One common report was the eerie sounds of truck engines on the sunken Hoki Maru ship.
This ship has a full cargo of trucks, and EVP with the sound of truck engines, “turning over and starting up” has been captured. At the time of this recording, there were no boat engines running on the surface.
Other divers have reported strange sounds coming from the shipwreck Fuji Kawamaru. They state when they have been near the engine room they have heard noises of machinery and grinding. Near this engine room is a pile of human remains.
THE TRAGEDY OF THE SS MOHEGAN
Mohegan sailed from Tilbury Docks at 2:30pm on 13 October 1898, under the command of the 42-year-old Captain Richard Griffith. She carried 57 passengers, 97 crew, seven cattlemen, and 1,286 tons of spirits, beer, and antimony. She arrived off Dover at 7:30 that evening, dropping her pilot. A report on the progress so far from the Assistant Engineer was probably landed at this time. A few minor leaks and electrical failures were reported but otherwise no major problems had been encountered.

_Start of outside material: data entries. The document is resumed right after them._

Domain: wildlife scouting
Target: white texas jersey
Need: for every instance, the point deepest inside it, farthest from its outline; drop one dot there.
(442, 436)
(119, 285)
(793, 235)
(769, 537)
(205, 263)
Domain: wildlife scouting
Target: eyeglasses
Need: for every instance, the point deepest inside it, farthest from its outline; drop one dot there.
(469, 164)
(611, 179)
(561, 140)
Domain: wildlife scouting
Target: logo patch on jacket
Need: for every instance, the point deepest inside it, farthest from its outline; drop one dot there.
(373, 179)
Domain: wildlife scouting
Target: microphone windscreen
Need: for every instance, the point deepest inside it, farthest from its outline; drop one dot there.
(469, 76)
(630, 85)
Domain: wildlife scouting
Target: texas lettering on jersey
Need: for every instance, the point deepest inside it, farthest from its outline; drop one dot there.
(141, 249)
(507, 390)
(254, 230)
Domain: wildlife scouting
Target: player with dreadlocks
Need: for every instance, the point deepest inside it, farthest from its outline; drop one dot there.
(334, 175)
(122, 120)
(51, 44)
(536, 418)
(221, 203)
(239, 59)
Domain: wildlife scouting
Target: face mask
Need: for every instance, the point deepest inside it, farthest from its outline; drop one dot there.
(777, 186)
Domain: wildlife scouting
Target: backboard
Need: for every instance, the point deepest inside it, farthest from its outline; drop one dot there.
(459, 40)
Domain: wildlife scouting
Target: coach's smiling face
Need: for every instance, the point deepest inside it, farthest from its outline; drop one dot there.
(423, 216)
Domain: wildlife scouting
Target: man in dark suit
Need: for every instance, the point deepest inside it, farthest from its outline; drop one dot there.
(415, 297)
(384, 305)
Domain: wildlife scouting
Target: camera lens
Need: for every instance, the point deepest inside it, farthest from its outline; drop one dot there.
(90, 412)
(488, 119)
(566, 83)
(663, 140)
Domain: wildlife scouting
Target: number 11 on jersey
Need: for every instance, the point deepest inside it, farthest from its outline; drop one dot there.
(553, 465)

Mohegan then reached her maximum speed as she sailed down the English Channel bound for New York. She kept close to the coast as she passed Cornwall, but took the wrong bearing. This was noticed by some of the officers and crew. They had noticed that the Eddystone Lighthouse was too far away and the coast too close. She neared the entrance of Falmouth Harbour and turned towards the entrance of the Helford River and on down The Lizard coast without slowing from 13 knots. This was noticed by the Coverack coastguard, which attempted to signal to her with warning rockets. The Mohegan either was unaware or took no notice, and maintained her course. James Hill, coxwain of the Porthoustock lifeboat saw the ship, lights ablaze, heading at full speed towards the Manacle Rocks. With a cry of 'She's coming right in!' he called his crew.
He was unable to avert disaster and the ship tore into the rocks. The ship rolled and sank 12 minutes later, with the loss of 106 lives. Captain Griffith, Assistant Engineer William Kinley and all of the officers went down with the ship. Only her funnel and four masts remained above water. The Porthoustock lifeboat Charlotte was launched in 30 minutes and rescued most of the survivors from the wreck and the water; 44 persons were saved.
Since the disaster, the shipwreck is rumoured to be haunted.
Divers over the years who have visited the wreck report `electric shocks`when they have touched the wreck, and strange sounds which were described as being outside the normal sounds or noises you would hear under water.